What is an always-nostalgic one-time movie watcher to do? Oscar season 2008 is over, and yet I want to relive it again! But I can't see the movies again! What to do? Here are five easy suggestions:

1) See the movies. Let's be honest, few people can see every Oscar film. I still haven't seen Frost/Nixon and The Wrestler. I could easily prolong Oscar season by seeing these movies. But it feels a little late, right? Like showing up to the party after all the booze is gone.

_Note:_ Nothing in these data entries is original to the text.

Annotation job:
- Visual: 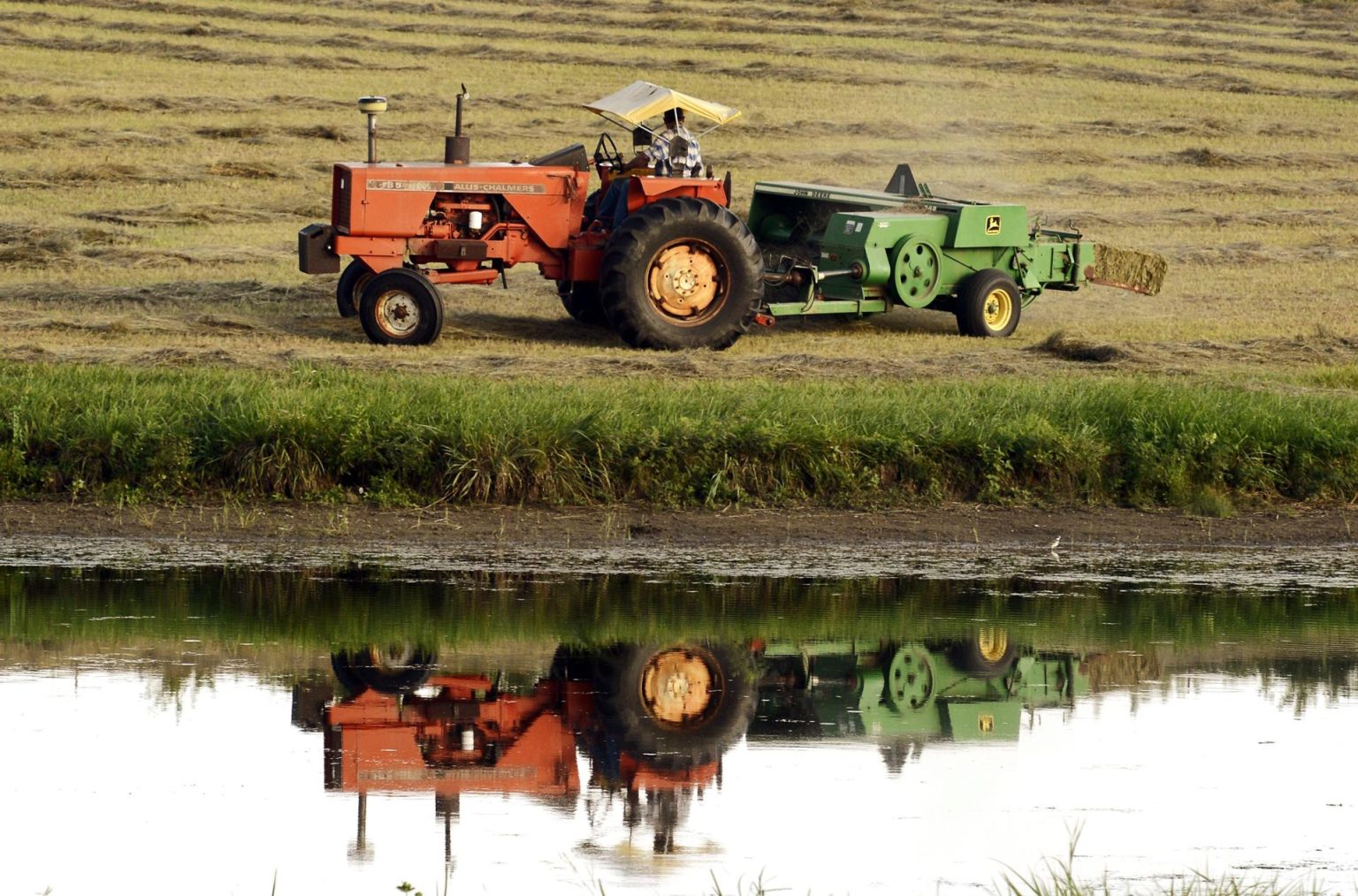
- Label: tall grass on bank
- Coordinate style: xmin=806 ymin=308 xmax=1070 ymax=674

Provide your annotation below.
xmin=0 ymin=365 xmax=1358 ymax=506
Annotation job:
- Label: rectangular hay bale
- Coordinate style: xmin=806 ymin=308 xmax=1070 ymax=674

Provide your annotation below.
xmin=1089 ymin=243 xmax=1169 ymax=296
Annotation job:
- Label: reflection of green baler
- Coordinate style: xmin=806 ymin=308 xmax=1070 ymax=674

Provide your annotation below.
xmin=750 ymin=165 xmax=1165 ymax=337
xmin=757 ymin=642 xmax=1089 ymax=741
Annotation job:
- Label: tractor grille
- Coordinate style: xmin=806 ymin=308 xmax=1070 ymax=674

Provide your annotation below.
xmin=330 ymin=165 xmax=353 ymax=233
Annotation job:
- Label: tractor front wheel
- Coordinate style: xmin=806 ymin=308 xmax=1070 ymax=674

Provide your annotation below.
xmin=957 ymin=268 xmax=1021 ymax=338
xmin=599 ymin=197 xmax=763 ymax=350
xmin=335 ymin=258 xmax=372 ymax=318
xmin=359 ymin=268 xmax=443 ymax=345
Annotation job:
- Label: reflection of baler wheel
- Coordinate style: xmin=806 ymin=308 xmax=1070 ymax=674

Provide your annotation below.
xmin=884 ymin=643 xmax=933 ymax=711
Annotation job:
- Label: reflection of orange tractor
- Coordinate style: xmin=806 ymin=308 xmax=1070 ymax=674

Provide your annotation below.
xmin=326 ymin=643 xmax=755 ymax=825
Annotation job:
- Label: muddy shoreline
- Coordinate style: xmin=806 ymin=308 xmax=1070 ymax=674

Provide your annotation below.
xmin=0 ymin=501 xmax=1358 ymax=565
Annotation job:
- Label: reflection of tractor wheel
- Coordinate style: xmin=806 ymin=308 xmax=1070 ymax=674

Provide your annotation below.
xmin=957 ymin=268 xmax=1021 ymax=337
xmin=950 ymin=628 xmax=1017 ymax=676
xmin=335 ymin=258 xmax=372 ymax=318
xmin=599 ymin=197 xmax=763 ymax=349
xmin=600 ymin=643 xmax=755 ymax=769
xmin=557 ymin=279 xmax=608 ymax=327
xmin=330 ymin=643 xmax=436 ymax=694
xmin=359 ymin=268 xmax=443 ymax=345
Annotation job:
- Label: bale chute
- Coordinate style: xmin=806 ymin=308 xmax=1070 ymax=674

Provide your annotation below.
xmin=1085 ymin=243 xmax=1169 ymax=296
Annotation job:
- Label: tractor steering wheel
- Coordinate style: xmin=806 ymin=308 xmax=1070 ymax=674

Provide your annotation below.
xmin=595 ymin=130 xmax=625 ymax=172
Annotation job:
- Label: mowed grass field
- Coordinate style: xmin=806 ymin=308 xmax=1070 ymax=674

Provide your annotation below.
xmin=0 ymin=0 xmax=1358 ymax=513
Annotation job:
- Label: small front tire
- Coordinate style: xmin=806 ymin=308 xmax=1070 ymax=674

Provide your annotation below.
xmin=359 ymin=268 xmax=443 ymax=345
xmin=957 ymin=268 xmax=1023 ymax=338
xmin=335 ymin=258 xmax=372 ymax=318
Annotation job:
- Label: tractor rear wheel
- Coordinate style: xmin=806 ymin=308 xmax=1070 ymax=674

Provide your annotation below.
xmin=557 ymin=279 xmax=608 ymax=327
xmin=335 ymin=258 xmax=372 ymax=318
xmin=599 ymin=197 xmax=763 ymax=350
xmin=359 ymin=268 xmax=443 ymax=345
xmin=599 ymin=643 xmax=758 ymax=769
xmin=957 ymin=268 xmax=1021 ymax=338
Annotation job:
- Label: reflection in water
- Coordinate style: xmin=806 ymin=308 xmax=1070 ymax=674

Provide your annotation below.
xmin=0 ymin=569 xmax=1358 ymax=893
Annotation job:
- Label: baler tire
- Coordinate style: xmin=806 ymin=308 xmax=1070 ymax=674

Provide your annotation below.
xmin=957 ymin=268 xmax=1023 ymax=338
xmin=335 ymin=258 xmax=372 ymax=318
xmin=599 ymin=197 xmax=763 ymax=350
xmin=359 ymin=268 xmax=443 ymax=345
xmin=557 ymin=279 xmax=608 ymax=327
xmin=948 ymin=628 xmax=1018 ymax=678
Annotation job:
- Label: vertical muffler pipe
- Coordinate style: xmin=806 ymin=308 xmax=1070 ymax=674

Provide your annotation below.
xmin=443 ymin=84 xmax=471 ymax=164
xmin=359 ymin=96 xmax=387 ymax=164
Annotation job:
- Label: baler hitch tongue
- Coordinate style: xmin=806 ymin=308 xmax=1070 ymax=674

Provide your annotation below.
xmin=1085 ymin=243 xmax=1169 ymax=296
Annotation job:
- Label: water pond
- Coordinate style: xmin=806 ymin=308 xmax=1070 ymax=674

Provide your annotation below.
xmin=0 ymin=555 xmax=1358 ymax=896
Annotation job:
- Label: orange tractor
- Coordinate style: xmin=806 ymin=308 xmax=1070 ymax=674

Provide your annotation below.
xmin=297 ymin=81 xmax=763 ymax=349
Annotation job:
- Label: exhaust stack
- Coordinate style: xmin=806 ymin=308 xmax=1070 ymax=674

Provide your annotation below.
xmin=443 ymin=84 xmax=471 ymax=164
xmin=359 ymin=96 xmax=387 ymax=164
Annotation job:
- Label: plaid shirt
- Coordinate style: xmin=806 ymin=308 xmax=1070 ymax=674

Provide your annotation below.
xmin=645 ymin=125 xmax=702 ymax=178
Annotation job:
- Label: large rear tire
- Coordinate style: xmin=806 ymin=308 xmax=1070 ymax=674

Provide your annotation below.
xmin=359 ymin=268 xmax=443 ymax=345
xmin=599 ymin=197 xmax=763 ymax=350
xmin=957 ymin=268 xmax=1023 ymax=338
xmin=600 ymin=643 xmax=757 ymax=769
xmin=330 ymin=643 xmax=438 ymax=694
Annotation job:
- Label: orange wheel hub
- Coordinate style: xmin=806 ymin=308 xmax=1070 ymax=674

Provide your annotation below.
xmin=646 ymin=240 xmax=722 ymax=323
xmin=641 ymin=648 xmax=721 ymax=727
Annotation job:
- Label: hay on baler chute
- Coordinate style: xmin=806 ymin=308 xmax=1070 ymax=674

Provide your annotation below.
xmin=1087 ymin=243 xmax=1169 ymax=296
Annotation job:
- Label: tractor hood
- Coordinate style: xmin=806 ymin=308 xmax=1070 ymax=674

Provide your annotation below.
xmin=585 ymin=81 xmax=740 ymax=127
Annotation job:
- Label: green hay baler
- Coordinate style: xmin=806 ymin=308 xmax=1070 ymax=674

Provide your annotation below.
xmin=748 ymin=165 xmax=1165 ymax=337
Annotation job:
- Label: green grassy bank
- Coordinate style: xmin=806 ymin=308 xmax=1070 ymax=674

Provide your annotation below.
xmin=0 ymin=355 xmax=1358 ymax=513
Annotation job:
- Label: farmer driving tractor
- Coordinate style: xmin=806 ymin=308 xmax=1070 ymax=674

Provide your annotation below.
xmin=599 ymin=109 xmax=702 ymax=227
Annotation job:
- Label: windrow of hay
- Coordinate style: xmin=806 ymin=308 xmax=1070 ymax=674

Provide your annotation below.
xmin=1089 ymin=243 xmax=1169 ymax=296
xmin=79 ymin=203 xmax=278 ymax=227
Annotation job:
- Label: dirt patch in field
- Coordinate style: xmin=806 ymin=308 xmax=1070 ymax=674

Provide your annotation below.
xmin=1029 ymin=330 xmax=1133 ymax=364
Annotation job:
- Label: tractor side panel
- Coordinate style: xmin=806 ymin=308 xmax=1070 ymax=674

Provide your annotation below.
xmin=497 ymin=167 xmax=590 ymax=248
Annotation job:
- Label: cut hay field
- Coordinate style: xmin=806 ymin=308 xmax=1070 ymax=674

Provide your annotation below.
xmin=0 ymin=0 xmax=1358 ymax=513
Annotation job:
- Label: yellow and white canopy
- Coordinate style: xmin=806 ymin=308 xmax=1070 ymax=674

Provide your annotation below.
xmin=585 ymin=81 xmax=740 ymax=130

2) Listen to the music. This is my favorite option. I bought the scores to Milk—had this not been a Slumdog-y year I would've died to see it win—and The Reader—because one of my favorite composers, Nico Muhly, wrote it. A.R. Rahman's Slumdog soundtrack is a hit on iTunes and it's no wonder why. After listening through them all, I felt sufficiently satisfied.

3) Watch the trailers. I love trailers. When well done—which they usually are since they're so expensive to make—they really do give you a sense of film in bite-size pieces. The trailer for Benjamin Button is better than the movie, for example.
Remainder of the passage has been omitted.